其秋上幸雍且郊或曰五帝太一之佐也宜立太一而上親郊之

その秋、上(漢孝武帝劉徹)は雍に行き、まさに郊(天をまつる)さんとした。或(あ)るものが曰く、「五帝は太一の補佐であり、宜(よろ)しく太一を立てて上がみずからこれを郊(天をまつる)するべきです」と。

上疑未定齊人公孫卿曰今年得寶鼎其冬辛巳朔旦冬至與黃帝時等

上(漢孝武帝劉徹)は疑(まよって決めることができない)い、未(ま)だ定まらなかった。斉人の公孫卿が曰く、「今年は宝鼎を得て、この冬は辛巳の朔旦(ついたち)の冬至で、黄帝の時と等(同じ)しいです」と。

卿有札書曰黃帝得寶鼎宛朐問於鬼臾區

公孫卿には札書が有り、曰く、「黄帝は宝鼎を宛朐で得て、鬼臾区に問いました。

鬼臾區對曰[黃]帝得寶鼎神策是歲己酉朔旦冬至得天之紀終而復始

鬼臾区は応(こた)えて曰く、帝は宝鼎、神策を得て、この歳の己酉の朔旦冬至に天の紀が終いにしてまた始まることを得ました、と。

於是黃帝迎日推策後率二十歲復朔旦冬至凡二十推三百八十年黃帝僊登于天

ここに於いて黄帝は日を迎(おしはかる)えて推策(すいさく)すると、後(のち)率(おおよそ)二十年でまた朔旦冬至になりました。
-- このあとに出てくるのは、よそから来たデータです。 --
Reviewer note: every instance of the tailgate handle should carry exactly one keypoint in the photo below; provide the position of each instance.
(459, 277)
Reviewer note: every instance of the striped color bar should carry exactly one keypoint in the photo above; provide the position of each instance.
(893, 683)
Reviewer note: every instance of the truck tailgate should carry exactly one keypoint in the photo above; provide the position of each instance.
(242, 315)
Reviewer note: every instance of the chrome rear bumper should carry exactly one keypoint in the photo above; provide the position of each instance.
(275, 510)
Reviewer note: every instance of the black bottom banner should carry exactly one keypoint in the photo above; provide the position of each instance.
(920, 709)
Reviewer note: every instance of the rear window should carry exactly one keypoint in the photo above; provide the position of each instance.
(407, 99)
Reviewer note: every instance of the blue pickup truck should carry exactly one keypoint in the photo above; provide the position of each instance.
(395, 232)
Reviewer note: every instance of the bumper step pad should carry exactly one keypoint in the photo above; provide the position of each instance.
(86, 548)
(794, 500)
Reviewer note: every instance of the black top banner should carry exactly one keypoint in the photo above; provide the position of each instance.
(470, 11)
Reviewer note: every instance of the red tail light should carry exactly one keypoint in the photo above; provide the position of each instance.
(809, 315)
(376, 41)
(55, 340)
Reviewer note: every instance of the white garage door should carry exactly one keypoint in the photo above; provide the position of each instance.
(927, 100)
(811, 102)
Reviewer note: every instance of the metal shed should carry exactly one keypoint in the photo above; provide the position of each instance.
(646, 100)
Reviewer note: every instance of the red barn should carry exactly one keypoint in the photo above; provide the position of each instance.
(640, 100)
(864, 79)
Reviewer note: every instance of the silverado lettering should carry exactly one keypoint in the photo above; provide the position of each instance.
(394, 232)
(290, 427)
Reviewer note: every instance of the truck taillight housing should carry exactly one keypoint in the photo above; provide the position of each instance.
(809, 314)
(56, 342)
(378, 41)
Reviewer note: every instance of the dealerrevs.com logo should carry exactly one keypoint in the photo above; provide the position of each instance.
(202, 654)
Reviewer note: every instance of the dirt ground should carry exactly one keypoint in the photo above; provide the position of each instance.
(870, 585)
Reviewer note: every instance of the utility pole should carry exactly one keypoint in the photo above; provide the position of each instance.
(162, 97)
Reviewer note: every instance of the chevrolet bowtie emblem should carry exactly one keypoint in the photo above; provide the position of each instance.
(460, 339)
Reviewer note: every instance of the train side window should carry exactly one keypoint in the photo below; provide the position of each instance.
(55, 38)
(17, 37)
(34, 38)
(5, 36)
凡(およ)そ二十回推(移り変わる)して、三百八十年、黄帝は僊(軽く舞うさま)して天に登(のぼ)りました」と。

卿因所忠欲奏之所忠視其書不經疑其妄書謝曰寶鼎事已決矣尚何以為卿因嬖人奏之

公孫卿は(武帝の)忠するところの者に因(よ)りてこれを奏上することを欲した。(武帝の)忠するところの者はこの書は経(書物)ではないことを視(み)てその妄書ではないかと疑い、謝して曰く、「宝鼎の事はすでに決まっているのであり、尚(なお)何ものを以って為そうか」と。公孫卿は嬖人(へいじん)に因(よ)りてこれを奏上した。

上大說乃召問卿對曰受此書申公申公已死

上(漢孝武帝劉徹)は大いに悦び、そこで公孫卿を召し寄せて問うた。応(こた)えて曰く、「この書(札書)を授けたのは申公で、申公はすでに死にました」と。

上曰申公何人也卿曰申公齊人

上(漢孝武帝劉徹)が曰く、「申公は何人か?」と。公孫卿が曰く、「申公は斉人です。

與安期生通受黃帝言無書獨有此鼎書

安期生と通(かよ)わせ、黄帝の言を授かりましたが、書物は無く、ただひとつこの鼎(札?)の書が有るだけです。

曰漢興復當黃帝之時曰漢之聖者在高祖之孫且曾孫也

曰く、漢が興(おこ)ってまた黄帝の時に当たる、と。曰く、漢の聖者は高祖の孫、且(か)つ曾孫(ひまご)に在(あ)るのであり、

寶鼎出而與神通封禪封禪七十二王唯黃帝得上泰山封

宝鼎が出たら神と通じ、封禅をする。封禅をした七十二の王で、唯(ただ)黄帝のみが泰山に上(のぼ)って封することができたのだ、と。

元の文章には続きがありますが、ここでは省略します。